Knowing what high-quality documentation actually looks like, when a diagnosis is appropriate, what safety checks matter, and where ambiguity needs to be surfaced rather than smoothed over shapes these systems in ways a general-purpose developer would likely miss. When clinicians build tools, even imperfect ones, that expertise shows up everywhere.

Conclusion

This approach is for clinicians who have felt friction in their workflow and wondered whether something better was possible, but assumed building was out of reach. It’s also for trainees and students who want to understand AI from the inside rather than treating it as a black box. It will resonate most with people who have already tried once and failed. Those false starts are rarely evidence that building isn’t for you. More often, they’re signs that the constraints weren’t right yet.

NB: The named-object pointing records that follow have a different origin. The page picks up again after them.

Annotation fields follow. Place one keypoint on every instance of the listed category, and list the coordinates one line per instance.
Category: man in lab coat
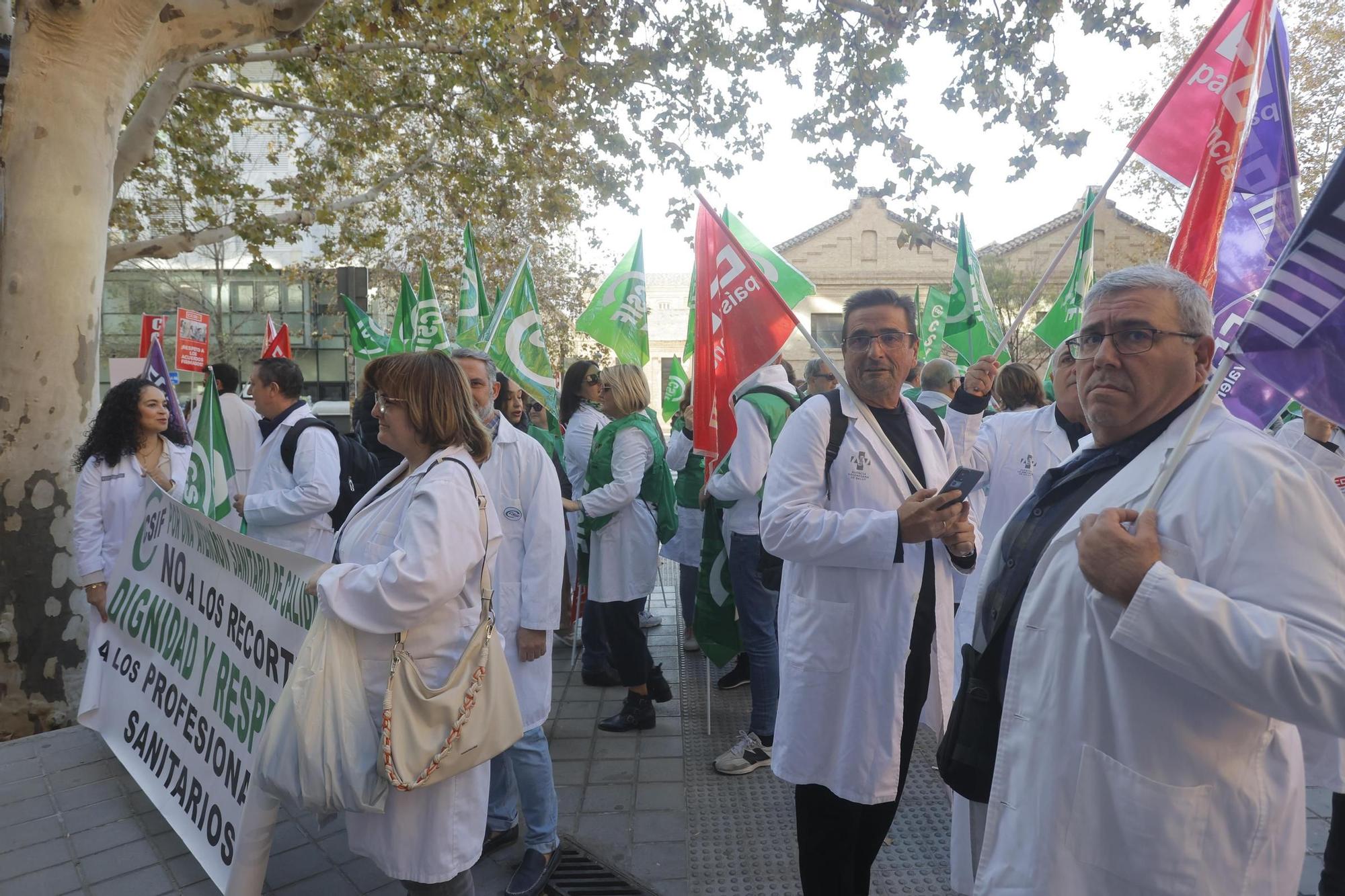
(1149, 669)
(528, 573)
(283, 507)
(866, 598)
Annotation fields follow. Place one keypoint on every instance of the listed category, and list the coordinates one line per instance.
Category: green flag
(972, 326)
(933, 318)
(787, 280)
(473, 309)
(212, 464)
(1062, 322)
(716, 614)
(430, 329)
(618, 317)
(404, 322)
(676, 389)
(516, 342)
(367, 339)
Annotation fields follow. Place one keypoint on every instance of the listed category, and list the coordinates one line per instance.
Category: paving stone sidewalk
(73, 821)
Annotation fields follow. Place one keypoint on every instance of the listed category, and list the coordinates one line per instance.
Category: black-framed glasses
(1135, 341)
(890, 339)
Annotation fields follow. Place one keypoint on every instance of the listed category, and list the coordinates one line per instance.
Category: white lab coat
(531, 561)
(1015, 450)
(411, 561)
(748, 458)
(847, 608)
(1152, 748)
(1324, 755)
(625, 553)
(291, 510)
(685, 546)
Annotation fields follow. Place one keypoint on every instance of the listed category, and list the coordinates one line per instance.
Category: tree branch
(180, 244)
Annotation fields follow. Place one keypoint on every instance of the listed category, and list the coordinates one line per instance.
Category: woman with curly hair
(132, 438)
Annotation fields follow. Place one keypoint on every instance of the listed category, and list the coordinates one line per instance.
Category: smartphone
(964, 479)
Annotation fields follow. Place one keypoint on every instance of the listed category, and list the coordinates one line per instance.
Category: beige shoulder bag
(470, 720)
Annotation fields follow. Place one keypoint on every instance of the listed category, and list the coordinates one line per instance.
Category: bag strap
(486, 581)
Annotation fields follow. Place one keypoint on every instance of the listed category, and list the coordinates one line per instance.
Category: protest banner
(193, 341)
(151, 327)
(204, 626)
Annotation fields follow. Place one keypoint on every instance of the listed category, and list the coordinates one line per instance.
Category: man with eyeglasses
(866, 595)
(1126, 721)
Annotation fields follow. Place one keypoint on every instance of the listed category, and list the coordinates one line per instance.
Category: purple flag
(157, 372)
(1295, 335)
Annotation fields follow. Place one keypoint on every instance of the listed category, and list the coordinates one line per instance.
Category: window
(827, 330)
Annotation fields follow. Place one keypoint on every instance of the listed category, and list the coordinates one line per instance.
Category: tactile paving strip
(740, 830)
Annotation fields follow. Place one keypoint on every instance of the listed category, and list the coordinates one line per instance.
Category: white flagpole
(1055, 263)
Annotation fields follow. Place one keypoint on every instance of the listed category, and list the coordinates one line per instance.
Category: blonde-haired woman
(623, 540)
(410, 559)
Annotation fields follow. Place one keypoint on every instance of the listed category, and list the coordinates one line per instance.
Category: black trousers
(839, 840)
(626, 642)
(1334, 860)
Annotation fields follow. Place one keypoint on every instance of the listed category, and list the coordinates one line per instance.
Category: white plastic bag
(321, 748)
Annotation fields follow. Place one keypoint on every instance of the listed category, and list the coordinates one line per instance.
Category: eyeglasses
(1128, 342)
(381, 401)
(890, 339)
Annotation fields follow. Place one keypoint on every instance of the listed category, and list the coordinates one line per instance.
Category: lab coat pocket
(820, 635)
(1143, 830)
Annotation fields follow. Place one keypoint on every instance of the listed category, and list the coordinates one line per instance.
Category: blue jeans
(523, 776)
(757, 624)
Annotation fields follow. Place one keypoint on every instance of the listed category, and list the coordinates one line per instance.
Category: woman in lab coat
(410, 559)
(132, 439)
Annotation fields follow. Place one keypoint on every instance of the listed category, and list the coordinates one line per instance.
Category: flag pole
(1061, 255)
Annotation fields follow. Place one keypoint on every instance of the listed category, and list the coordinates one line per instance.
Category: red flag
(279, 346)
(742, 325)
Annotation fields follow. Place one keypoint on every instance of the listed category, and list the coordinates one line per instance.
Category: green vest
(692, 477)
(775, 411)
(657, 486)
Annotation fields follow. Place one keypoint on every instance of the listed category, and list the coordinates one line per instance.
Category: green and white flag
(676, 388)
(431, 333)
(473, 309)
(618, 315)
(787, 280)
(1062, 322)
(210, 470)
(367, 339)
(933, 318)
(972, 326)
(516, 342)
(404, 322)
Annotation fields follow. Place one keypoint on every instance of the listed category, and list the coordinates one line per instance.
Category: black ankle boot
(660, 689)
(637, 715)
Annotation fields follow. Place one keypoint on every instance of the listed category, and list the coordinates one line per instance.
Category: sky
(785, 194)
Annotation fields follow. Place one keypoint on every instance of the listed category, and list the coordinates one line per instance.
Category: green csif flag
(676, 388)
(473, 309)
(516, 342)
(367, 339)
(787, 280)
(933, 318)
(404, 322)
(618, 317)
(1062, 322)
(212, 464)
(972, 326)
(428, 323)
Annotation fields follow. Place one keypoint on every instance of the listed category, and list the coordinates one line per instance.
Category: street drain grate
(582, 873)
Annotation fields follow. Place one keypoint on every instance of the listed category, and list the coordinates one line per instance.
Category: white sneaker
(744, 756)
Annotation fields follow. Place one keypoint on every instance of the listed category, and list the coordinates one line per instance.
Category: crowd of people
(1125, 700)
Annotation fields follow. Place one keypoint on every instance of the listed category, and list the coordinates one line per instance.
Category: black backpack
(358, 467)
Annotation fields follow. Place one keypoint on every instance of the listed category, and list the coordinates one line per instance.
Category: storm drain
(582, 873)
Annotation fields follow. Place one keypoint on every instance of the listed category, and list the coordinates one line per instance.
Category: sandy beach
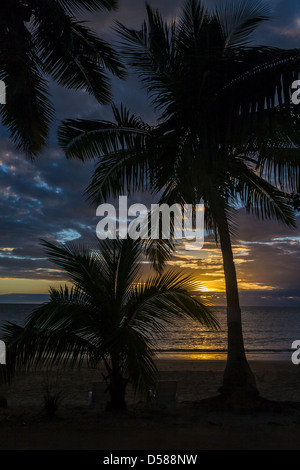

What this isn’t for are people looking for shortcuts or zero-effort automation. AI doesn’t replace clinical judgment, and it doesn’t eliminate the need to think carefully about structure, accuracy, and ethics. If the goal is to press a button and let the model handle everything, this approach will feel slower, not faster.

Building with AI, at least in clinical contexts, isn’t really about technology. It’s a way of thinking. Clinicians already have the domain knowledge these systems lack. When that expertise is paired with careful constraints and a willingness to experiment, the result isn’t magic. It’s something quieter and more useful: tools that fit the work instead of fighting it.

If you’re a clinician who’s felt stuck between needing better tools and not knowing how to build them, this approach might be for you. LocalScribe is what came out of that process.